Now there’s about a bazillion different ways to put together your team. Some of the best discussions I’ve had in the fantasy landscape is during Scott Fishbowl season, when the best and brightest in fantasy put our money where our mouths and hearts are and play in the largest tournament in the world against average Joes, with all the donated money going to Toys for Tots. During the pre-draft process, most folks will get into at least two different Twitter DM chats: One for their division and the other with everyone else who is drafting at the same spot as you. The latter is where the magic happens.
Since we are not competing against each other directly, people are really free to discuss what they are planning on doing, where to find resources, and offer advice to newbies. Yeah, I know it sounds nuts. Here’s a bunch of über competitive people literally giving away trade secrets. And they do it over, and over, and over again.

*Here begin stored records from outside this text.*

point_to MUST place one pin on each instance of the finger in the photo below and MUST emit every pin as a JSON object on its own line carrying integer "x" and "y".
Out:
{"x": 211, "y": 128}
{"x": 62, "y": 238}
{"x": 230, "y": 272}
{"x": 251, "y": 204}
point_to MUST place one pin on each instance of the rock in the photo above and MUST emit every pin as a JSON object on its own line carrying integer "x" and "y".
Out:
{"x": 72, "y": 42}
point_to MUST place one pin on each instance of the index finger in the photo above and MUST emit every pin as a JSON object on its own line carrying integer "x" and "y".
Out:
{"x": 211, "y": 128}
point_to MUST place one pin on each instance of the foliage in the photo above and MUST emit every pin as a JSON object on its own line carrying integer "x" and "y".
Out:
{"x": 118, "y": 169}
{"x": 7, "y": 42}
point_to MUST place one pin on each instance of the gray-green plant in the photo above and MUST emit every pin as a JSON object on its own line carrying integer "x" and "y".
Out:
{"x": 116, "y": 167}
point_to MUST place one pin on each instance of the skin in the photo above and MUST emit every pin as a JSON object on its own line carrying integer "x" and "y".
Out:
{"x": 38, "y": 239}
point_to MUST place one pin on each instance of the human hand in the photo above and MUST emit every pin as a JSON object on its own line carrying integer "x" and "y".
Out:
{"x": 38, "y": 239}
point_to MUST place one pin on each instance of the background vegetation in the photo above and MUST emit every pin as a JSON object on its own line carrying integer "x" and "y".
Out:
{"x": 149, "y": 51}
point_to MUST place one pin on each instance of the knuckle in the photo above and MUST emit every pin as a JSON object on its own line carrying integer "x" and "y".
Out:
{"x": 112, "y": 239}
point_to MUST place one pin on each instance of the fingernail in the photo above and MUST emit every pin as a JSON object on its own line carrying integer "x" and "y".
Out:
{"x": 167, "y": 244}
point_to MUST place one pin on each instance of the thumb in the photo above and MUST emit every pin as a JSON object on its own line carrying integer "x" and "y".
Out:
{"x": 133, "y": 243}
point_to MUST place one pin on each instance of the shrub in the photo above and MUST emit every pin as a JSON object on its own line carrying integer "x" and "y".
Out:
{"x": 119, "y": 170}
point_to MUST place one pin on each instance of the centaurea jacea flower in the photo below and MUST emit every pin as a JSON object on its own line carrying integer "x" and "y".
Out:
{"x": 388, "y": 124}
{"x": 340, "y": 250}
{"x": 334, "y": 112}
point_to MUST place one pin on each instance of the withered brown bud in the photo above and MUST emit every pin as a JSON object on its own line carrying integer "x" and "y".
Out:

So in this article, I’m going to take you through some different philosophies on how to draft and how to build yours in a redraft league. In the coming weeks, I’ll also have articles on dynasty draft and on keeper league drafting strategies.
No matter which method you subscribe to, I will always advocated to get your guys. Fantasy is supposed to be fun, so make sure you draft players that you will enjoy watching.
The people who name draft strategies aren’t very imaginative, so you should be able to guess what most of these are just from the headings alone. But in case it isn’t clear, the Zero RB method basically means you wait as long as possible to select a running back. The thinking here is that you amass value at more premium positions, then leverage the waiver wire to fill in the gaps over the course of the season.
I’ll be honest. This is my least favorite, and least successful, method. Now maybe one has to do with the other, but I typically would rather draft a strong, balanced team than spend hours each week scouring the waiver wire for a guy who might pop. For others, that’s the draw of fantasy, to find the diamond in the rough. If you can pull it off, you generally are tough to beat week to week.
Late Round QB
Basically it’s the same concept as Zero RB, except that it’s for quarterbacks. I fully encourage you to employ this in one quarterback leagues. Yes, Patrick Mahomes, Josh Allen, and Aaron Rodgers will go early, but you don’t care. The drop-off from those three to QB12 isn’t nearly as great as the drop between any other position’s top tier and its lower end.
Now don’t tell DJ, but if you use this method, I would be totally ok with you taking Kelce/Kittle/Waller earlier than usual to compensate, especially in a TE-premium league. There is a significant drop-off between those three and the rest of the tight ends.
Let’s be honest, shall we? Most fantasy managers don’t do a ton of research. They’ll take a dude at the top of the draft board on whatever platform you’re playing on. Hell, I know people who don’t even bother to show up for the draft because they feel like the computer selects a better team than they would. Don’t be that guy/girl/non-binary human.
Now, up above I said to always get your dudes and I stand by that, but this method basically says “I don’t care WHICH guy I get, I just want from this group.” This method puts players into groupings (tiers) and you select from that pool. In the NFL, teams use scheme fit as tie-breakers between players. You don’t have that worry in fantasy, so you can focus on productivity. I generally employ this method in the middle to later rounds of my draft, where I tend to be less focused on drafting a particular person or position and be more focused on bye week fillers, backups, and potential injury replacements.
Working the corners
Being on the ends of rounds takes a little more forethought than selecting from the middle spots. Basically you’re making two picks at the same time, or there abouts. (I define the corners as the 1.01, 1.02, 1.11, and the 1.12 for the record.) The best piece of advice I’ve ever read on drafting on the turns was to make sure you were the start of runs, not the end of them. What that means is, if there was a QB run leading up to your pick, pivot away to another position to get the pick of the litter there, instead of the QB leftovers.
Now, because you are essentially drafting two players at the same time, you generally get sniped less. Using an adapted version of tiered-based drafting will also go a long way to building a competitive team. Once it starts getting close to my turn, I try to have around four players in mind, generally ranked in some kind of order, that I’m interested in. If my guys start to fly off the board, that’s when I pivot.